Tonewood is a Vermont based brand that creates one of the most superior maple syrups I have ever tried. They recently took home the with Sofi Gold award. Schermer is a Georgia farm established in 1946, growing one of the finest buttery pecans. As they are great by themselves as well as together.
As much as every American knows maple pecan pie, I wanted to make it a bit savory and throw in some dried thyme and a pinch of cayenne. Also to play along the savory note, I used Four & Twenty Blackbirds Pie Book‘s recipe for a butter and lard crust.
This entire concoction yield to a flaky and tender crust. The filling has the expected chewiness from the maple syrup and the savory elements of the thyme and cayenne to balance the sweetness of the maple syrup and brown sugar. Of course, you have flexibility as to how savory you want to take this pie by omitting the cayenne or lessen the amount of dried thyme or even use fresh thyme instead.
Here’s the recipe…
Maple Pecan Thyme Cayenne Pie
Filling recipe adapted from Slate
Pie crust recipe from Four & Twenty Blackbirds Cookbook
1 1/4 cups unbleached all-purpose flour
1/2 teaspoon kosher salt
1 1/2 teaspoons granulated sugar
4 tablespoons (1/2 stick) unsalted butter, cold and cut into 1/2-inch cubes
1/4 cup very cold or frozen rendered leaf lard, cut into 1/2-inch pieces
1/2 cup cold water + 1/2 cup ice + 2 tablespoons cider vinegar
2 cups pecan halves or pieces (I used Schermer pecans)
1 cup maple syrup (I used Tonewood’s Grade B maple syrup)
2 tablespoons unsalted butter, softened
3 large eggs
½ cup brown sugar
1 tablespoon bourbon or rum (optional)
1/8 teaspoon salt
1 teaspoon vanilla extract
1/4 teaspoon cayenne pepper (optional)
1. Heat the oven to 375°F. In a small bowl or measuring cup add the cold water, ice and cider vinegar and stir. Set aside. Put the flour, salt, granulated sugar in a medium sized bowl and stir. Add the butter and lard and blend with a pastry cutter or your fingers until the mixture resembles coarse crumbs. Add 2 tablespoons of the water-vinegar mixture and stir until the mixture forms a ball. (If the mixture is too crumbly, add additional cold water by drops.) Wrap the dough in plastic wrap and refrigerate for at least 1 hour.

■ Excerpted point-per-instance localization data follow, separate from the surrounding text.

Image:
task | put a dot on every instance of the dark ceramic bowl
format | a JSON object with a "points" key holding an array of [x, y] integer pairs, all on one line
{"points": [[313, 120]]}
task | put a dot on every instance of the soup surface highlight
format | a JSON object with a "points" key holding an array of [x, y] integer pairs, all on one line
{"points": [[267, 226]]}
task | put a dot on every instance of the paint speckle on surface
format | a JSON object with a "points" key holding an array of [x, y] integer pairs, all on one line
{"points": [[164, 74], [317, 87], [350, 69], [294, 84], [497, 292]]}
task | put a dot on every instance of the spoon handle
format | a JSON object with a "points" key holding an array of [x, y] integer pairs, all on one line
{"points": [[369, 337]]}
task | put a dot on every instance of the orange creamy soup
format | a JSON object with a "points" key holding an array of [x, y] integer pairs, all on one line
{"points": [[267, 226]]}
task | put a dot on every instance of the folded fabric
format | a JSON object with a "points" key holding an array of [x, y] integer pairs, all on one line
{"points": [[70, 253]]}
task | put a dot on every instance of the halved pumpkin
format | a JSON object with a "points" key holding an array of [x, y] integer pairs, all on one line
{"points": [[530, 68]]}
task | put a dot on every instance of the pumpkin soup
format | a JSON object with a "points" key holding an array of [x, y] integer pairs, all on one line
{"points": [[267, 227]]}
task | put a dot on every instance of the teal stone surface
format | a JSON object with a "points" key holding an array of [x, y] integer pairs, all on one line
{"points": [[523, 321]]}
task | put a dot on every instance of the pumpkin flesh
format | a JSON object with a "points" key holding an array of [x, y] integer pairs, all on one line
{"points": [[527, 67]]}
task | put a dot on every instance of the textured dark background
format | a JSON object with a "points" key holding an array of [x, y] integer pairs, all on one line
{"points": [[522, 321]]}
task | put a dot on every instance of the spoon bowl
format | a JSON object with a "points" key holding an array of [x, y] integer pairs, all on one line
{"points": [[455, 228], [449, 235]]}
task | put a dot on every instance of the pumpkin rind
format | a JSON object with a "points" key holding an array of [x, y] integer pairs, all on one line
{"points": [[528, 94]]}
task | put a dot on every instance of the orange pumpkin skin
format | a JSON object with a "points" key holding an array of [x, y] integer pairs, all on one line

2. Unwrap the dough and place it on a lightly floured surface. With a rolling pin, roll out the dough until it’s approximately 11 inches in diameter. Transfer the dough to a 9-inch pie plate; trim any dough that hangs over the edges of the plate and discard the scraps. Dock (or gently prick with a fork) the crust. Place a sheet of parchment paper over the prepared crust and fill it with pie weights (dried beans or rice will do). Bake the crust for 15 to 20 minutes; it should still look pale but just cooked. Remove it from the oven and set aside to cool.
3. Meanwhile, put the pecans in a large skillet over medium-low heat and cook, stirring frequently, until fragrant and lightly toasted, about 5 minutes; set aside. Put the maple syrup and the butter in a small saucepan over medium-low heat. Cook until the butter melts. Beat the eggs in a large bowl, and then whisk in the brown sugar, the bourbon (if desired), the vanilla, salt. Gradually whisk the hot maple syrup mixture into the egg mixture. Stir in the pecans.
4. Pour the pecan mixture into the pie crust, transfer the pie plate to a baking sheet, and bake until the top and edges of the pie are golden brown and the center of the pie is jiggly but no longer liquid, 30 to 40 minutes. Cool thoroughly, then serve. (Store leftover pie wrapped in foil or plastic wrap in the refrigerator for up to a few days.)